Camp Followers in bed with Axe Grinders
jporter
jp3214 at earthlink.net
Wed Oct 19 07:32:27 CDT 2005
"Just talk, Stig..."
" 'My name is Gudrid,'....."
Eliot: "...all of the people, all of the time."
Dylan: "...if I can be in your dream."
Fitzgerald: "...different than you and me."
Hemingway: "Yea, they have money"
Stig: " 'at the mouth of one of the Rivers of Vineland,
the Skraellings come, to trade pelts for milk.
What they really want are weapons.' "
Mrs. Eggslap: "Do we really need the Ax right here, like this?"
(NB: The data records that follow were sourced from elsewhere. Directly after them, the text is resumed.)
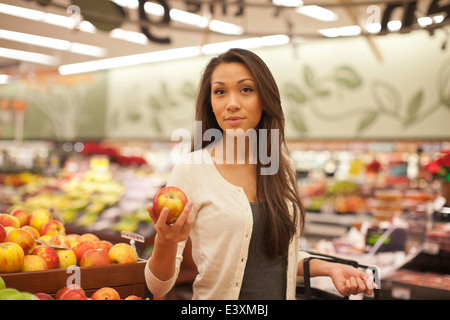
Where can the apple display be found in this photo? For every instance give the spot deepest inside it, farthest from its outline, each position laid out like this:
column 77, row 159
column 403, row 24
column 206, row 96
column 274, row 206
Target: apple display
column 33, row 263
column 11, row 257
column 103, row 244
column 81, row 247
column 173, row 199
column 88, row 236
column 8, row 220
column 95, row 257
column 62, row 291
column 23, row 238
column 49, row 255
column 59, row 241
column 44, row 296
column 2, row 233
column 32, row 230
column 66, row 257
column 105, row 293
column 122, row 253
column 39, row 217
column 23, row 216
column 52, row 228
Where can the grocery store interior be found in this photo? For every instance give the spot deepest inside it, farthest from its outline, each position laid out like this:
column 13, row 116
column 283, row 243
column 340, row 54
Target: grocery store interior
column 96, row 98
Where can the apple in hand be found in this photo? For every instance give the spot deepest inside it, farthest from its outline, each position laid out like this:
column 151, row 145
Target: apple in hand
column 2, row 234
column 33, row 263
column 11, row 257
column 53, row 228
column 49, row 255
column 95, row 257
column 23, row 216
column 122, row 253
column 173, row 199
column 66, row 257
column 105, row 293
column 23, row 238
column 8, row 220
column 39, row 217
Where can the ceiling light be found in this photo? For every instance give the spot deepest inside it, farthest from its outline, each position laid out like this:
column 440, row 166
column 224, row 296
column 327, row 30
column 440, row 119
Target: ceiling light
column 53, row 43
column 318, row 13
column 4, row 78
column 28, row 56
column 124, row 61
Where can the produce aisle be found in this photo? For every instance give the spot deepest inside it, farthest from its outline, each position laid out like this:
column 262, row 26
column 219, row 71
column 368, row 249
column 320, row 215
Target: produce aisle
column 380, row 207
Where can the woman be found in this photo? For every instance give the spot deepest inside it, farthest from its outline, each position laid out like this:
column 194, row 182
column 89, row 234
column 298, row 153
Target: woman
column 244, row 221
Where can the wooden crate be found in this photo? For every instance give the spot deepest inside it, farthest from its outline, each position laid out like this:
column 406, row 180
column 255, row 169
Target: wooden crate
column 127, row 279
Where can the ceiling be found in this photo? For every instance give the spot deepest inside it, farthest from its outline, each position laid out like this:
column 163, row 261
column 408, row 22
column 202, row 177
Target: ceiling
column 259, row 18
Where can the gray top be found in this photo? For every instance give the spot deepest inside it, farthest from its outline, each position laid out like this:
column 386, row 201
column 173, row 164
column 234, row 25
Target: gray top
column 264, row 277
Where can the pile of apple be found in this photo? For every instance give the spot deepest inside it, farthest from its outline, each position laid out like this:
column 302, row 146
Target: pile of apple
column 34, row 241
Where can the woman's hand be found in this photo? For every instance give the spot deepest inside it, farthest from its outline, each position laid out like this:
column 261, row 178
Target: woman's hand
column 176, row 232
column 349, row 280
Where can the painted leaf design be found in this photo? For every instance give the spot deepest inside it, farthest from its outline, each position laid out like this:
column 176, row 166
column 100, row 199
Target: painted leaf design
column 294, row 93
column 386, row 97
column 367, row 120
column 347, row 77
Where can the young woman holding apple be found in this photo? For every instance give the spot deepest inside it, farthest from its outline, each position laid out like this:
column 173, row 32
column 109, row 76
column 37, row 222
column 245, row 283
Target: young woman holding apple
column 244, row 225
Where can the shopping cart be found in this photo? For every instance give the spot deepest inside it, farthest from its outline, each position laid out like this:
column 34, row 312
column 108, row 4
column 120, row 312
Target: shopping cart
column 306, row 292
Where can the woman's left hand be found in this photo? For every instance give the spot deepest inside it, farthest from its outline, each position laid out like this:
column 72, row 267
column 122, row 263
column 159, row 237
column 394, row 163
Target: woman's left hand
column 349, row 280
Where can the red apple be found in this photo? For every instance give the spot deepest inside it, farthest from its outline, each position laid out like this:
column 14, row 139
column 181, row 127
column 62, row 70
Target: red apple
column 173, row 199
column 88, row 236
column 67, row 258
column 105, row 293
column 8, row 220
column 122, row 253
column 33, row 263
column 11, row 257
column 44, row 296
column 95, row 257
column 2, row 233
column 81, row 247
column 52, row 228
column 60, row 292
column 49, row 255
column 59, row 241
column 103, row 244
column 23, row 238
column 32, row 230
column 39, row 217
column 23, row 216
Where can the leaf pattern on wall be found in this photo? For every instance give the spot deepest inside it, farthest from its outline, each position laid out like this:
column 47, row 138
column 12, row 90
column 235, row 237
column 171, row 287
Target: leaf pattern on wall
column 385, row 97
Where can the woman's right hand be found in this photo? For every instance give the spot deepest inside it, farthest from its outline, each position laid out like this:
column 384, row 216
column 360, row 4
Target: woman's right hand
column 175, row 232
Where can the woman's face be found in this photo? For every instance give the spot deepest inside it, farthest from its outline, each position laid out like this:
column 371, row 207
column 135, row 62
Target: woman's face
column 235, row 101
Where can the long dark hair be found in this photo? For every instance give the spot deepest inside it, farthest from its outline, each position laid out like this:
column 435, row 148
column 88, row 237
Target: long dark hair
column 276, row 191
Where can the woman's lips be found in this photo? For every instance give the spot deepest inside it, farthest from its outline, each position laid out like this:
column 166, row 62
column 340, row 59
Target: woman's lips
column 234, row 121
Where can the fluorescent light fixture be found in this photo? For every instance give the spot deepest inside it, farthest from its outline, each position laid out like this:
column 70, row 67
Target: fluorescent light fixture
column 53, row 43
column 318, row 13
column 346, row 31
column 225, row 28
column 4, row 78
column 104, row 64
column 28, row 56
column 287, row 3
column 394, row 25
column 373, row 27
column 130, row 36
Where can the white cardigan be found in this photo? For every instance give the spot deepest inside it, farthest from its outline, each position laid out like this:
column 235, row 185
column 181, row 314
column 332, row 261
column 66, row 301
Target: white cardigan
column 220, row 234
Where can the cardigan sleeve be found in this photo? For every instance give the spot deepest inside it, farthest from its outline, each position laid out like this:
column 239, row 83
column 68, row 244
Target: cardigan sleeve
column 178, row 178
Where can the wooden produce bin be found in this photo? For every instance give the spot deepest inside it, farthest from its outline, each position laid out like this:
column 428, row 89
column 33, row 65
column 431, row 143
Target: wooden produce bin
column 127, row 279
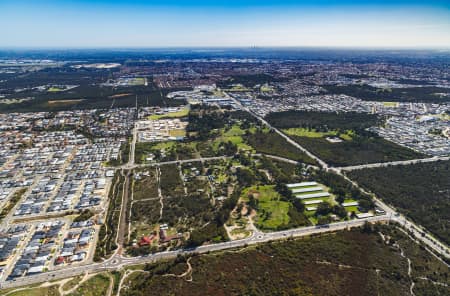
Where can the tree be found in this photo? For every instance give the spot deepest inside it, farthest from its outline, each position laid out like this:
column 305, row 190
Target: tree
column 299, row 205
column 323, row 220
column 323, row 209
column 339, row 211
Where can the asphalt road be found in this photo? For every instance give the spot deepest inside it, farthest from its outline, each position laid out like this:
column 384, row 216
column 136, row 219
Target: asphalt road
column 385, row 164
column 118, row 261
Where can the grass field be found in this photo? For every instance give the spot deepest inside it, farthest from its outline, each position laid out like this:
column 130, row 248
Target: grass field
column 95, row 286
column 54, row 89
column 390, row 104
column 350, row 263
column 272, row 212
column 312, row 133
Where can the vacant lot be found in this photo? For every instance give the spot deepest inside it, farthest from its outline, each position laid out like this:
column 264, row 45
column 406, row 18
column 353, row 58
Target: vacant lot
column 356, row 145
column 421, row 191
column 345, row 263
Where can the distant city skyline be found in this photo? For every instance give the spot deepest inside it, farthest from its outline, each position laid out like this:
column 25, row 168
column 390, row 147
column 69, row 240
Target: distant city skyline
column 246, row 23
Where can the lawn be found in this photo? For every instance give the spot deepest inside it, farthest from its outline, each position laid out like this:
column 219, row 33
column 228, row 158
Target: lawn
column 55, row 89
column 343, row 263
column 310, row 133
column 272, row 212
column 313, row 133
column 95, row 286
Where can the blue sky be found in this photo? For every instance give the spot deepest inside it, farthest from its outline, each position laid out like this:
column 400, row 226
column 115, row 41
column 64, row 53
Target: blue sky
column 199, row 23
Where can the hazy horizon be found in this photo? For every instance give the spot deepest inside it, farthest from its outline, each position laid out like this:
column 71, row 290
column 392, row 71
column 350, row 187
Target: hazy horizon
column 375, row 24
LED: "This seems to be all right."
Feynman "A dippy process"
jody
By contrast, in the context of biological evolution, information
must be acquired and used for survival. Otherwise, it is entirely
gratuitous to attribute function, fitness, or meaning to biological
structures. However, in all cases there is one essential require-
ment for semantic information in both physics and biology: we
must define an epistemic cut separating the world from the
organism or observer. In other words, wherever it is applied, the
concept of semantic information requires the separation of the
knower and the known. Semantic information, by definition, is
about something. The apparent arbitrariness of where this cut
is made is the root of the problem. Von Neumann stated this
condition clearly: "That is, we must always divide the world into
two parts, the one being the observed system, the other the
observer . . . . That this boundary can be pushed arbitrarily
deeply into the interior of the body of the actual observer is
the content of the principle of the psycho-physical parallelism
- but this does not change the fact that in each method of
description the boundary must be put somewhere, if the method
is not to proceed vacuously."
Von Neumann's argument needs to be thoroughly understood in
order to see why dynamic and semiotic modes of description are
necessary, complementary, and irreducible one to the other at
all levels. Von Neumann used measurement for his discussion,
but the same argument holds for any epistemic cut from the
genotype/phenotype cut in the cell to the mind/matter cut in the brain.
http://www.ws.binghamton.edu/pattee/semiotic.html
Mrs Eggslap: "You fellows do like a nice Fjord, it seems."